Internacional
La última ceremonia
El hombre del hoyo, de unos 60 años, había anticipado sus últimos instantes y los esperó con serenidad. Era el 23 de agosto
En la parte más alta de los zigurats de Zoroastro los buitres descarnan los huesos de los fallecidos de esa religión. Es un honor que el cuerpo sea depositado al sol y reducido a huesos por las aves. Cada pueblo cuida sus ritos funerarios, un camino alfombrado hacia lo desconocido. Pero pensé que un hombre que muere solo, en mitad de la selva brasileña, el último de su tribu, el llamado «hombre del hoyo», no tendría tiempo para rituales. Que moriría tan indiferente al reconocimiento ajeno como vivió.

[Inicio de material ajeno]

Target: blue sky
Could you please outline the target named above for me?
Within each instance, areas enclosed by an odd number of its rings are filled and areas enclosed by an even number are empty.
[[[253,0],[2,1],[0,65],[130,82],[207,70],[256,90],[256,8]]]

En los años setenta, pueblos enteros de indios de la Amazonía, como los Akuntsu o Kanoe, fueron erradicados por los mercaderes madereros. Los últimos siete miembros de una de las pocas tribus no contactadas sobrevivieron hasta 1995, cuando seis fueron asesinados en enfrentamientos con los mineros. El único restante se determinó a seguir en absoluta soledad. Era un varón de unos 30 años que, excepcionalmente, filmó de lejos la Funai (Fundación Nacional del Indígena), que procuraba protegerlo. Un indio de pómulos pronunciados y bigote, de mirada desconfiada. Le dejaban herramientas y semillas, pero nunca aceptó comida, por temor a ser envenenado. El «hombre sin nombre» ha pasado otros 27 años sin hablar con nadie, construyendo tapiris a lo largo de su camino nómada (se han encontrado 53 de sus chozas de paja), cultivando maíz y mandioca; cazando tortugas, monos, pecaríes, corzuelas o tapires; recolectando miel y frutos y lanzando eventualmente flechas de bambú endurecidas a fuego cuando alguien pretendía acercarse. Tribus similares, como los Awa, algunos de los cuales aceptan vivir en reservas, han revelado costumbres como la caza nocturna o los ritos en que las mujeres engalanan a los hombres con plumas de águila. Se desconoce, en cambio, por qué el grupo del «hombre del hoyo» hacía agujeros profundos en el suelo, tanto dentro como fuera de las chozas. Las exteriores, con estacas clavadas en el fondo, tal vez fueran para cazar o como defensa territorial. Las de dentro del tapiri, quizá como refugio o como parte de un ritual. No ha sido, sin embargo, en el agujero donde ha sido hallado el cuerpo del último hombre del hoyo. A José Algayer, funcionario de la FUNAI, le ha sido reservada una de las más impresionantes imágenes que se me alcanzan. El pasado agosto, cuando comprendió que algo extraño ocurría, tras más de un mes de no percibir movimientos, fue rebasando barreras de selva y acercándose a la choza. Sobre la hamaca de dormir yacía el indio, ataviado con plumas de papagayo. Espléndidas y coloridas plumas de Arará. El hombre del hoyo, de unos 60 años, había anticipado sus últimos instantes y los esperó con serenidad. Era el 23 de agosto.